The landmark decision to allow Equitas to recover reinsurance losses based on modelled calculations of the notorious LMX spiral from R&Q-owned reinsurer Brandywine has sent shockwaves through the market.

In a stock exchange announcement, R&Q expressed disappointment at the ruling, adding that financial advisers are currently assessing the impact, which is also likely to include Equitas' legal costs.

A further hearing will be set to determine the amount of Berkshire Hathaway's run-off vehicle Equitas' claims payable under the decision.

The dispute primarily concerned the recovery of reinsurance relating to losses from the 1989 Exxon Valdez oil spill and the 1990 Kuwait Airways (KAC/Gulf War) loss that whipped through London's then internecine reinsurance market. It is a test case for four arbitrations representing more than 4,000 LMX spiral-related claims that have been stayed pending its outcome.

Judge Gross applied a discount of 25 percent of the ultimate losses for the Exxon Valdez claim and 13.5 percent for Kuwait Airways payable by R&Q Re that were subsequently magnified under the LMX spiral.

R&Q objected to Equitas' unprecedented use of an actuarial model both as a matter of law and more widely, claiming that actuarial modelling could not be utilised at all to establish the Equitas losses.

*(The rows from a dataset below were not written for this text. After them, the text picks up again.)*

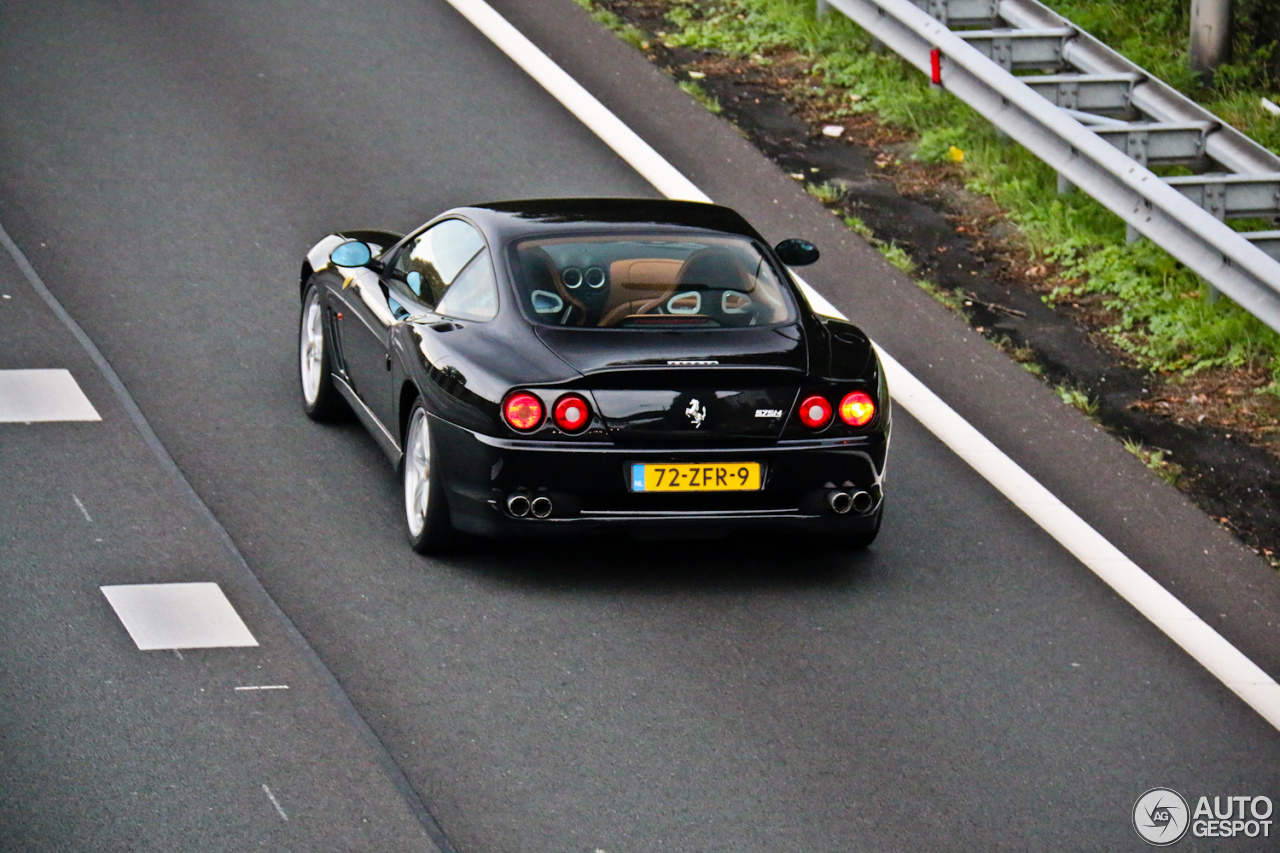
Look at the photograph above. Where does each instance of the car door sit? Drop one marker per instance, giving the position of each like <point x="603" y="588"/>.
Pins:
<point x="446" y="274"/>
<point x="362" y="322"/>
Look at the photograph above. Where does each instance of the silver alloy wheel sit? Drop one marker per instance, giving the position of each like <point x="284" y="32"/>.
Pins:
<point x="311" y="349"/>
<point x="417" y="473"/>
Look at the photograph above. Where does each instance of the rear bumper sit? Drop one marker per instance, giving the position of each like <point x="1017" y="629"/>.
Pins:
<point x="588" y="486"/>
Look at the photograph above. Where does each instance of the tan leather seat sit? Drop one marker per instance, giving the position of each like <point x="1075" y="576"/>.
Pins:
<point x="636" y="286"/>
<point x="542" y="274"/>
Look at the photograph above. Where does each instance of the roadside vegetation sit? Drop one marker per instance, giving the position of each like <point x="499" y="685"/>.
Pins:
<point x="1208" y="364"/>
<point x="1159" y="313"/>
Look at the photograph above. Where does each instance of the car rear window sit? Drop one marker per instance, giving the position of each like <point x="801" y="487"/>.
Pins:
<point x="648" y="282"/>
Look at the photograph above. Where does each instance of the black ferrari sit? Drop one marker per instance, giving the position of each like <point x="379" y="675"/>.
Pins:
<point x="593" y="365"/>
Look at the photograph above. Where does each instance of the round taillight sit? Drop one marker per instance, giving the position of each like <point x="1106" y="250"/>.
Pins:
<point x="856" y="409"/>
<point x="522" y="410"/>
<point x="814" y="411"/>
<point x="571" y="413"/>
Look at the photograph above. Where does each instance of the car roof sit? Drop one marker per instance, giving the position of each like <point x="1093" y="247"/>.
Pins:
<point x="533" y="215"/>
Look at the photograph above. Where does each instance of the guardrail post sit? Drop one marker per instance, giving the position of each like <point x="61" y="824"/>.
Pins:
<point x="1211" y="36"/>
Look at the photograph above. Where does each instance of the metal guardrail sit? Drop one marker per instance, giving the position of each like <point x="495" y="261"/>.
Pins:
<point x="1100" y="121"/>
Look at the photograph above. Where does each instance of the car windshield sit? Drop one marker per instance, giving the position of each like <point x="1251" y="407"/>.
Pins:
<point x="648" y="282"/>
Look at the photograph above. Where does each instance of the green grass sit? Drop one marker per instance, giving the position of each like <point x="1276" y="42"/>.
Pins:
<point x="700" y="95"/>
<point x="1155" y="460"/>
<point x="1165" y="318"/>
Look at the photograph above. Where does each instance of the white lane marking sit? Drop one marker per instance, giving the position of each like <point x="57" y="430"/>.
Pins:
<point x="1215" y="653"/>
<point x="566" y="90"/>
<point x="36" y="396"/>
<point x="275" y="802"/>
<point x="174" y="616"/>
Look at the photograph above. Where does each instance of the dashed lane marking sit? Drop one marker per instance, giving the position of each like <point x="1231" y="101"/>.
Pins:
<point x="36" y="396"/>
<point x="172" y="616"/>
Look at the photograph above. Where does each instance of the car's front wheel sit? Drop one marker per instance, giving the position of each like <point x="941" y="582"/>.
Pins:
<point x="425" y="510"/>
<point x="320" y="398"/>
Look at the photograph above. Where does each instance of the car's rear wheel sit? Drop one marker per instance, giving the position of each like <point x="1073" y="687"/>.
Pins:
<point x="425" y="510"/>
<point x="320" y="398"/>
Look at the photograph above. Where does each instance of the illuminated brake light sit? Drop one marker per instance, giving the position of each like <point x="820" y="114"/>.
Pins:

Explaining his decision to accept the model, Gross said that while it is "plainly necessary to proceed with caution", he is nevertheless satisfied that the models "furnish an acceptable, soundly based route to establishing properly recoverable minimum losses... the models therefore assist in doing practical justice in this case".

The solution, Gross said, was "emphatically preferable" to leaving the losses "to lie crudely where they fall".

Equitas' difficulty in presenting actual losses boils down to the nature of the LMX market in the late 1980s and early 1990s, which was conducted on the basis of good and mutual trust, and comprehensive documentation is non-existent.

"The market, at least in the generality of cases, relied on collection notes - rather than insisting on strict proof of loss," the judgment explains, adding: "To put it at its lowest, it is difficult to reconcile with this market practise, the R&Q submission that... as a matter of law, the reconstruction of the spiral [is necessary]. It involves quite a leap and one for which there is also no precedent".

It is widely anticipated that, in the absence of an appeal, Mr Justice Gross's decision could act as a catalyst to re-start the unwinding of the infamous spiral that has been log-jammed pending the outcome of the proceedings, which effectively act as a test case.

Justice Gross said in the judgment that he hopes the spiral will be "kick-started" by his ruling.